Ayr Ice Rink
- Interactive map of Ayr Ice Rink
- Location: 21 Beresford Terrace, Ayr, Scotland
- Coordinates: 55°27′24″N 4°37′41″W﻿ / ﻿55.45667°N 4.62806°W
- Owner: Ayr Ice Rink Ltd
- Capacity: 4,616 (3,800 seated and 816 standing)
- Field size: 200 ft × 100 ft (61 m × 30 m)

Construction
- Groundbreaking: 1938
- Opened: March 1939
- Closed: April 1972
- Architects: J & J A Carrick

= Ayr Ice Rink =

Sports venue in Ayr, Scotland

Ayr Ice Rink was an ice arena in Ayr, Scotland that opened in 1939 and was used for ice skating, ice hockey and curling. The rink was notable as being the home of professional ice hockey clubs Ayr Raiders and Ayr Bruins.

The building was located at 21 Beresford Terrace on the former site of Beresford Park, home of Ayr Parkhouse Football Club. Ayr Ice Rink Ltd purchased the land from London Midland and Scottish Railway in 1938 to build the rink.

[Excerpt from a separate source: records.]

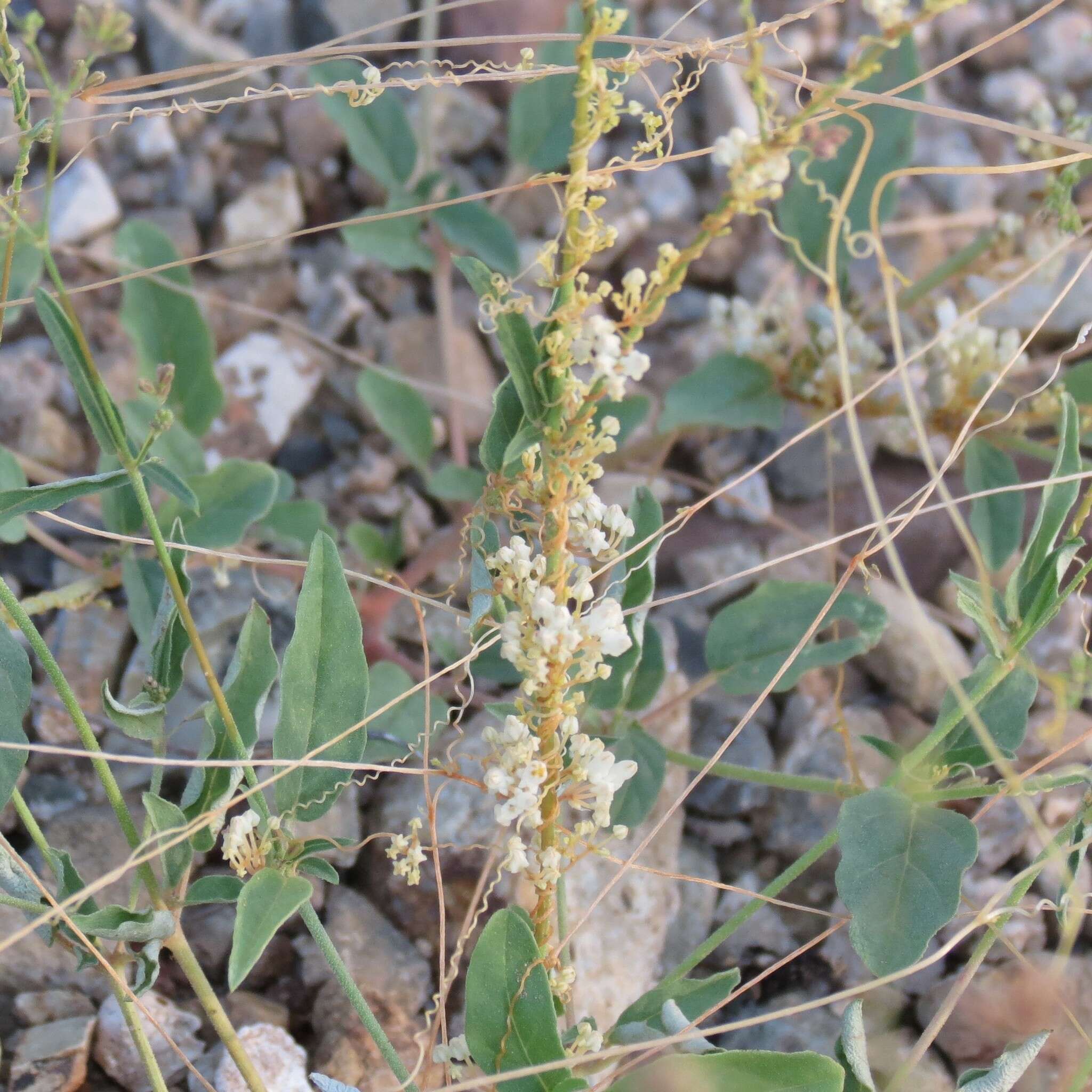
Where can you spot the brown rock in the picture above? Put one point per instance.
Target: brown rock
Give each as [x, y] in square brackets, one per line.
[53, 1057]
[414, 350]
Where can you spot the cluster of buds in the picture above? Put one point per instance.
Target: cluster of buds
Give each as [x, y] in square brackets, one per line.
[245, 847]
[406, 853]
[757, 173]
[969, 357]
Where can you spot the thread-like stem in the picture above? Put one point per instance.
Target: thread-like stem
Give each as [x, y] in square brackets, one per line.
[355, 997]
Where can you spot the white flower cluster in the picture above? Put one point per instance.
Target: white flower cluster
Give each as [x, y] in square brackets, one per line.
[863, 357]
[243, 848]
[588, 1041]
[969, 356]
[406, 853]
[757, 330]
[454, 1055]
[888, 13]
[761, 179]
[600, 346]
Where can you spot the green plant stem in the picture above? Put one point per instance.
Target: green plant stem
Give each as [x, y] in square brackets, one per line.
[956, 263]
[30, 824]
[22, 620]
[770, 892]
[184, 957]
[355, 997]
[791, 781]
[140, 1040]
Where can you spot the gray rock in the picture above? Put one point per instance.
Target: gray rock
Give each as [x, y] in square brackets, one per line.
[116, 1053]
[800, 473]
[95, 840]
[697, 902]
[381, 960]
[906, 657]
[463, 119]
[667, 192]
[714, 718]
[264, 211]
[175, 41]
[764, 938]
[152, 139]
[53, 1057]
[280, 1061]
[354, 17]
[749, 501]
[84, 205]
[1013, 92]
[268, 379]
[45, 1006]
[717, 566]
[1061, 52]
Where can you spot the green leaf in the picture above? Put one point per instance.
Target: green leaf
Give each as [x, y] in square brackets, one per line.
[1058, 498]
[295, 522]
[637, 797]
[518, 342]
[651, 672]
[51, 496]
[235, 495]
[12, 479]
[166, 326]
[324, 687]
[997, 521]
[395, 242]
[170, 640]
[320, 870]
[267, 901]
[471, 226]
[380, 550]
[119, 923]
[751, 639]
[852, 1049]
[1004, 711]
[400, 412]
[167, 817]
[14, 701]
[1007, 1070]
[629, 412]
[504, 425]
[251, 675]
[540, 119]
[210, 889]
[399, 732]
[98, 405]
[802, 213]
[141, 719]
[694, 997]
[902, 865]
[729, 390]
[737, 1072]
[510, 1018]
[453, 483]
[379, 135]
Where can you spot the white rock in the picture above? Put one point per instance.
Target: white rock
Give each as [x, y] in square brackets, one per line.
[266, 211]
[280, 1061]
[83, 206]
[152, 140]
[268, 381]
[116, 1053]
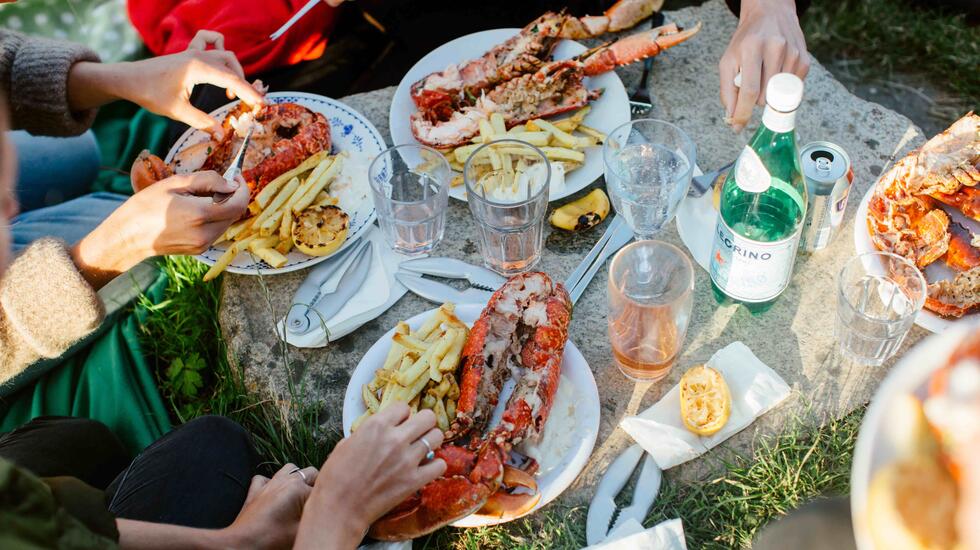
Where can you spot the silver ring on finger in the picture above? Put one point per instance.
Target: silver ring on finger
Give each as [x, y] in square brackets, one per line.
[301, 474]
[430, 455]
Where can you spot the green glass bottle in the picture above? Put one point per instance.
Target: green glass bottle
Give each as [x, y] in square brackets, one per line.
[762, 208]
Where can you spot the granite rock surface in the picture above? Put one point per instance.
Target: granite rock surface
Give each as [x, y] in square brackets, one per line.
[796, 337]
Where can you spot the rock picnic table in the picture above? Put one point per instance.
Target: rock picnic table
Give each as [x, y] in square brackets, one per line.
[795, 338]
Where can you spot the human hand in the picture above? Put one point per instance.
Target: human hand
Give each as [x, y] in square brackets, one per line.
[768, 41]
[163, 85]
[272, 510]
[177, 215]
[369, 473]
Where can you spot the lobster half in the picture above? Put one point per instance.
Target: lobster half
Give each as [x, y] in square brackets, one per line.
[553, 88]
[521, 333]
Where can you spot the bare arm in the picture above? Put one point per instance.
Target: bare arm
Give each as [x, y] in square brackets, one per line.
[152, 536]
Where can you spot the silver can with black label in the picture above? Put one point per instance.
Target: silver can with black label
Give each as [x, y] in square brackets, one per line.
[827, 171]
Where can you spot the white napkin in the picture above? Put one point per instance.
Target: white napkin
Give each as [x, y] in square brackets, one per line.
[667, 535]
[379, 292]
[755, 388]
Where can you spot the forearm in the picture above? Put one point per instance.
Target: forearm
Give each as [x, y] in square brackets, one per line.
[92, 85]
[105, 253]
[328, 524]
[151, 536]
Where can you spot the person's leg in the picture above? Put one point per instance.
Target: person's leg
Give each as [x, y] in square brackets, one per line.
[70, 220]
[821, 524]
[197, 476]
[51, 446]
[53, 170]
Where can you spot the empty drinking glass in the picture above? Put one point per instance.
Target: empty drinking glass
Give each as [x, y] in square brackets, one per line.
[648, 167]
[878, 297]
[651, 292]
[411, 197]
[507, 190]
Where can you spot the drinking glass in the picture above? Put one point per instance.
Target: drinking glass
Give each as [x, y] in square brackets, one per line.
[876, 308]
[508, 198]
[648, 167]
[411, 197]
[651, 292]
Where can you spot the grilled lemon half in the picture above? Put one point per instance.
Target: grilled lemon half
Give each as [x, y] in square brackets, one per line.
[706, 402]
[320, 230]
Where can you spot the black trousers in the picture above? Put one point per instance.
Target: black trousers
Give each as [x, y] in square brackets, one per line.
[197, 475]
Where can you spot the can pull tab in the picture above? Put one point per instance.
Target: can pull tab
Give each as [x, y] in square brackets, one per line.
[823, 164]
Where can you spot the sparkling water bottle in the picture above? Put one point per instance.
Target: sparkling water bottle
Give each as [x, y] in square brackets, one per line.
[763, 204]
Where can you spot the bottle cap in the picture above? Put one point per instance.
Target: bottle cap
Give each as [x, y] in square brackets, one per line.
[784, 92]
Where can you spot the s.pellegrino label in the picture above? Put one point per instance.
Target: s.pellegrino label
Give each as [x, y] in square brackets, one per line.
[751, 271]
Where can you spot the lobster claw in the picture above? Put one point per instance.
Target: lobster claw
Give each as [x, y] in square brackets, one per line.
[635, 47]
[509, 505]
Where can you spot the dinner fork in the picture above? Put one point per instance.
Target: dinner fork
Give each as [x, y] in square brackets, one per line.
[235, 168]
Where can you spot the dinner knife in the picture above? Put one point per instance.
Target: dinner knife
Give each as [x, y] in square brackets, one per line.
[645, 493]
[310, 295]
[452, 268]
[603, 504]
[441, 293]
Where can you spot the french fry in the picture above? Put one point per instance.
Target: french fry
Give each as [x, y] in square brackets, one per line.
[561, 153]
[442, 419]
[497, 122]
[277, 203]
[234, 230]
[271, 225]
[271, 257]
[272, 188]
[357, 422]
[328, 175]
[370, 400]
[225, 259]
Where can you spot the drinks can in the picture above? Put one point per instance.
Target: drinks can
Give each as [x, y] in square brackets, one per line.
[828, 175]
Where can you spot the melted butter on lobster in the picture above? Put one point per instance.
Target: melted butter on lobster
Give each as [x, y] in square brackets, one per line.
[905, 218]
[458, 85]
[522, 334]
[553, 88]
[285, 134]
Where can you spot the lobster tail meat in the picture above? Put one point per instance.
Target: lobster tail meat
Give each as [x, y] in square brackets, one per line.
[520, 334]
[554, 88]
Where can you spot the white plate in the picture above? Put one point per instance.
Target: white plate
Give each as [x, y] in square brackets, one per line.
[349, 131]
[574, 368]
[875, 445]
[612, 109]
[937, 271]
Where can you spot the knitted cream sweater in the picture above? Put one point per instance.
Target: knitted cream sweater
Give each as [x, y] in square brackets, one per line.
[45, 307]
[45, 304]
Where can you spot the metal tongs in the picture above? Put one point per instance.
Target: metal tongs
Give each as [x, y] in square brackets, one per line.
[235, 168]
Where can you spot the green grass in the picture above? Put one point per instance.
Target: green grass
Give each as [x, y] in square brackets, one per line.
[185, 324]
[887, 35]
[723, 512]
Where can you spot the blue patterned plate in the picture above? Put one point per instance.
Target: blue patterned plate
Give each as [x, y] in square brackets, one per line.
[349, 131]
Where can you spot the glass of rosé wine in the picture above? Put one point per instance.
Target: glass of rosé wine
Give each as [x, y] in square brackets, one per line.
[651, 291]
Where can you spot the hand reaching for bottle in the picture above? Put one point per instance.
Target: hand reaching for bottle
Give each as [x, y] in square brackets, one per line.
[768, 41]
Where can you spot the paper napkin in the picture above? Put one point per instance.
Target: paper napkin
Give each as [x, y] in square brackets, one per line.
[755, 388]
[667, 535]
[379, 292]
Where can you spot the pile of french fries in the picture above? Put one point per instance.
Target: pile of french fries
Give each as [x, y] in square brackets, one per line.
[555, 139]
[267, 232]
[420, 369]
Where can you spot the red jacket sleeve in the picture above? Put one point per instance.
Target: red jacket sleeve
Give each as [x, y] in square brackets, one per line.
[167, 26]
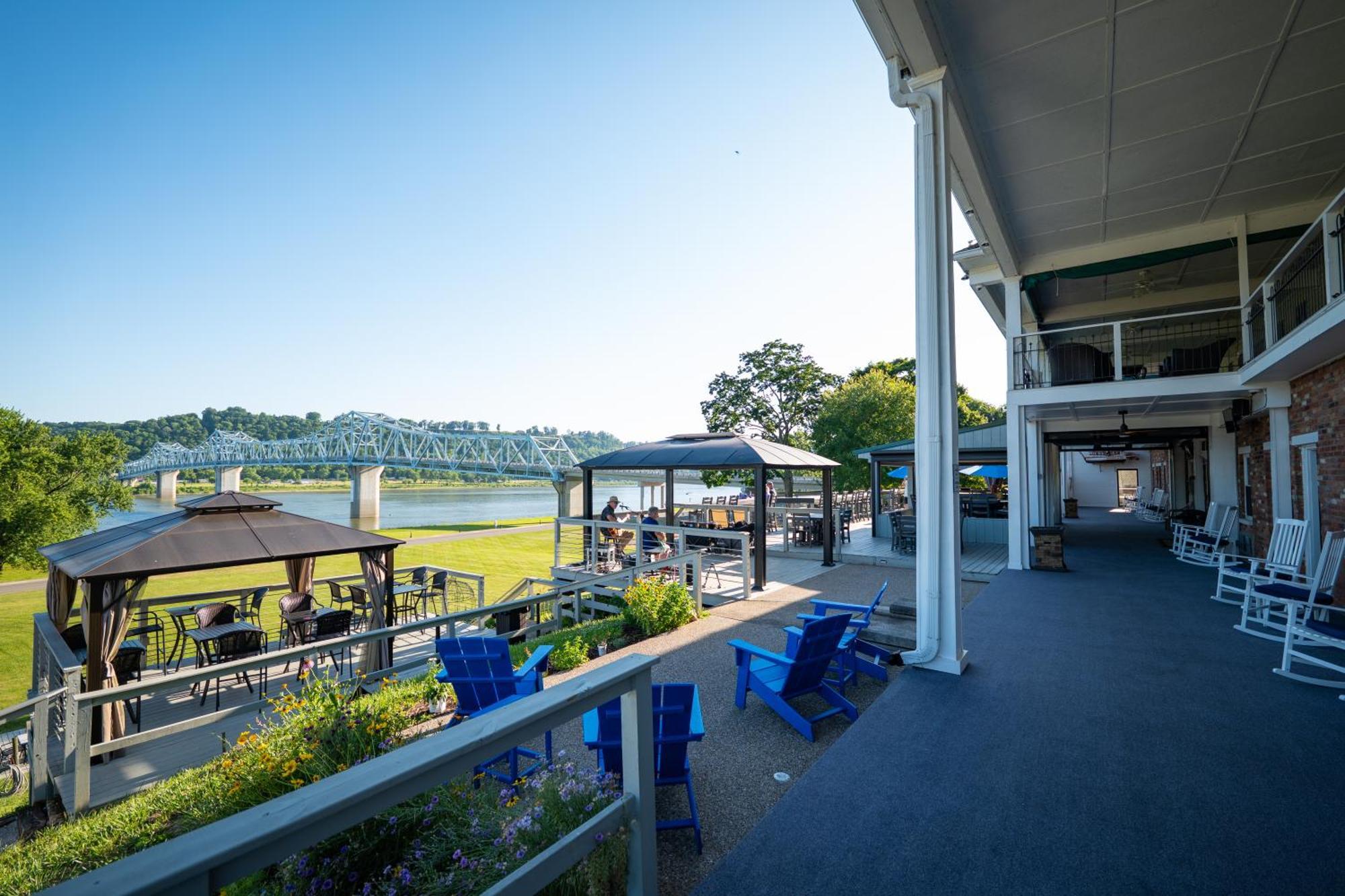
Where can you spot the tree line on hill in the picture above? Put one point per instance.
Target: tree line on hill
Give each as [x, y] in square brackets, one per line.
[781, 393]
[194, 428]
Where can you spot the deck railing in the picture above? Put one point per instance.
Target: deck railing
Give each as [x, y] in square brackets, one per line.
[545, 611]
[1304, 284]
[1198, 342]
[582, 545]
[209, 858]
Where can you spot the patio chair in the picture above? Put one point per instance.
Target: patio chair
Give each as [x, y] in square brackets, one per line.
[1284, 555]
[1182, 530]
[1304, 633]
[484, 680]
[1266, 608]
[1202, 548]
[677, 723]
[251, 611]
[778, 678]
[236, 645]
[848, 662]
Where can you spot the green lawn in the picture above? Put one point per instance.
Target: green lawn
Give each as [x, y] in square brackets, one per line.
[502, 559]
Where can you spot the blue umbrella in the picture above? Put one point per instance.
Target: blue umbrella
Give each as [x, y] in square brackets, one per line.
[989, 471]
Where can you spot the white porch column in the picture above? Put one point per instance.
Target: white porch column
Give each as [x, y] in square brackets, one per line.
[365, 491]
[1019, 486]
[228, 478]
[166, 485]
[1281, 459]
[938, 555]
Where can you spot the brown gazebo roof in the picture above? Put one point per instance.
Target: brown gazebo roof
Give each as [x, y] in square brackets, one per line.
[228, 529]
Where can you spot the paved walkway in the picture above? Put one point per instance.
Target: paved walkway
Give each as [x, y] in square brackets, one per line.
[1113, 735]
[734, 767]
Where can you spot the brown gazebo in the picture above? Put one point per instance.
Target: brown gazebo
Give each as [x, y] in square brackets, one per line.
[228, 529]
[720, 451]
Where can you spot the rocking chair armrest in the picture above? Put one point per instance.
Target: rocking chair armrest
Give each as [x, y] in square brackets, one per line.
[753, 650]
[537, 662]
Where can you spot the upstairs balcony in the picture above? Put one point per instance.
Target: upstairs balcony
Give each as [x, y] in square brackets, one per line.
[1183, 345]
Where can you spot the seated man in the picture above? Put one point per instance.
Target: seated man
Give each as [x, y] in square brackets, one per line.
[654, 542]
[619, 537]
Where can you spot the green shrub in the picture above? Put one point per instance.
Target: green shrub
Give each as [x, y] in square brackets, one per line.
[656, 606]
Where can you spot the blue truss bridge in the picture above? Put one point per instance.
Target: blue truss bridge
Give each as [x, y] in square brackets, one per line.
[367, 443]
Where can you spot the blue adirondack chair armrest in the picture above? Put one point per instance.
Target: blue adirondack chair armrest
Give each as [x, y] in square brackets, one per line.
[536, 663]
[744, 647]
[822, 606]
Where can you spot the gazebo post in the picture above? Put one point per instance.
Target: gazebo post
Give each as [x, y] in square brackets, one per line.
[828, 522]
[875, 494]
[759, 529]
[670, 510]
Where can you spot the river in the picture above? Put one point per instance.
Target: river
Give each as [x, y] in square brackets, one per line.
[408, 507]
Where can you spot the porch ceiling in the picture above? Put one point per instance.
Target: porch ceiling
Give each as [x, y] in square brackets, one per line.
[1101, 120]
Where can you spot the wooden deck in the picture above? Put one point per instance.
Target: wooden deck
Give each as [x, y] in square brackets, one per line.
[980, 561]
[145, 764]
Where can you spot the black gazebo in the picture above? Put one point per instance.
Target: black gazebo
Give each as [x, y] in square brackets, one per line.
[720, 451]
[228, 529]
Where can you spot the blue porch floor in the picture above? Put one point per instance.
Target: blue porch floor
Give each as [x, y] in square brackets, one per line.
[1113, 735]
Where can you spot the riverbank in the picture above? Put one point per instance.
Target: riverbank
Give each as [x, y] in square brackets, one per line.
[333, 485]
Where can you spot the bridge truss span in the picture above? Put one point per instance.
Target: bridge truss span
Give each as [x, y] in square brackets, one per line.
[360, 439]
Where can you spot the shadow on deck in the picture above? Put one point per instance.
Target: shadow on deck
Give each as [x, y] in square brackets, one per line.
[1113, 733]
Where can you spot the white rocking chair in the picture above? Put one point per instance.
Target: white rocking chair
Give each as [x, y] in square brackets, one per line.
[1266, 608]
[1202, 548]
[1312, 626]
[1157, 509]
[1182, 530]
[1284, 557]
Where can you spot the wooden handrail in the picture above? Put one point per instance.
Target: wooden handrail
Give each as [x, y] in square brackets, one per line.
[210, 857]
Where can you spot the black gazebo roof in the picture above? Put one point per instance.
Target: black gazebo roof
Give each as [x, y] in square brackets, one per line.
[709, 451]
[228, 529]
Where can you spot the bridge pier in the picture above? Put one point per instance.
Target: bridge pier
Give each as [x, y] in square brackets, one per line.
[166, 485]
[570, 494]
[365, 491]
[228, 478]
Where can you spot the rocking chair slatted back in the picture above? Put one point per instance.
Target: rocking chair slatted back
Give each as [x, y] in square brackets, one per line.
[1288, 541]
[818, 646]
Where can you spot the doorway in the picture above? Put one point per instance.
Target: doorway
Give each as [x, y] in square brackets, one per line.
[1128, 483]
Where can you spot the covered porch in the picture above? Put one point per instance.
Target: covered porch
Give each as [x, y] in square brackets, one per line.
[1114, 735]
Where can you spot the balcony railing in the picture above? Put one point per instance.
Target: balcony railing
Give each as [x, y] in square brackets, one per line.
[1200, 342]
[1307, 280]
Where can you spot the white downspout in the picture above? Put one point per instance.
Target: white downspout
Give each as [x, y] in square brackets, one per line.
[927, 599]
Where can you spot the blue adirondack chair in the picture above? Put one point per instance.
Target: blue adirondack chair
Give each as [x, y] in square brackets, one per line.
[485, 678]
[851, 662]
[778, 678]
[677, 723]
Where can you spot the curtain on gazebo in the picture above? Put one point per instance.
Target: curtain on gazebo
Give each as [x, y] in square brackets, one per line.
[116, 599]
[379, 576]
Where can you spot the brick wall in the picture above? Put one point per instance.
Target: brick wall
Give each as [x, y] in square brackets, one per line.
[1319, 404]
[1256, 434]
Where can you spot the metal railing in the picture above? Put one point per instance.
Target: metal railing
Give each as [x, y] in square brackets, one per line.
[1196, 342]
[1309, 279]
[81, 751]
[582, 545]
[210, 857]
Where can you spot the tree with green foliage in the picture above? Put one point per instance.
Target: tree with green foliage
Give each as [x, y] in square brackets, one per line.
[870, 409]
[53, 487]
[775, 393]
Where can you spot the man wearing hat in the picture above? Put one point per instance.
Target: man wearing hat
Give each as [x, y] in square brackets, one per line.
[619, 537]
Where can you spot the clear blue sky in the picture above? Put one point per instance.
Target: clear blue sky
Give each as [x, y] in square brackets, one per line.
[529, 213]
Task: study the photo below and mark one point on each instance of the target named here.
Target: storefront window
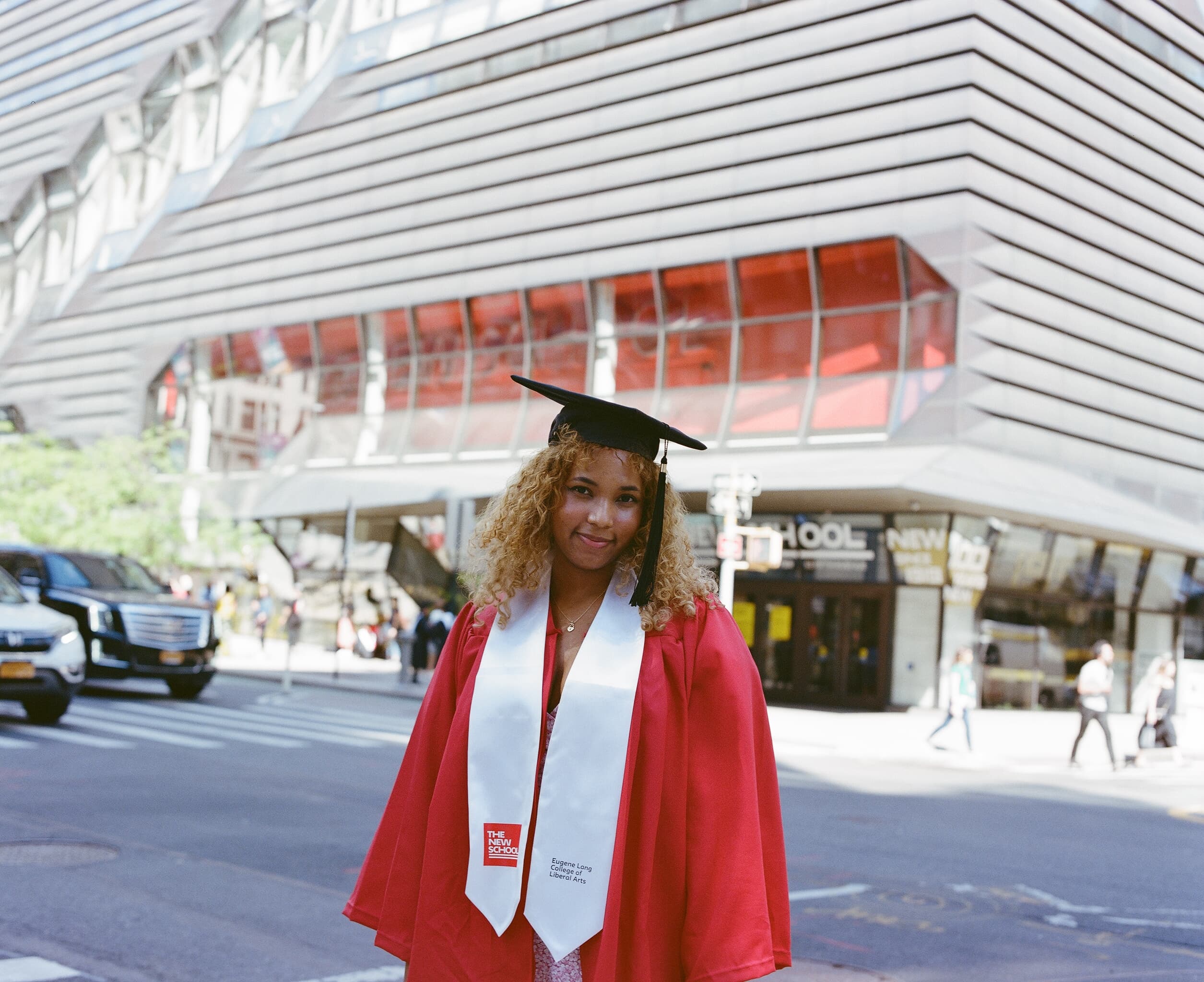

The property was demolished in 1972 to make way for a Safeway supermarket and today the site is occupied by two retail stores and carpark.

A new ice rink was built at Limekiln Road on the site of the defunct Tams Brig Stadium in 1973, but closed permanently in September 2023. It was predominantly used for curling but figure skating and recreational ice hockey.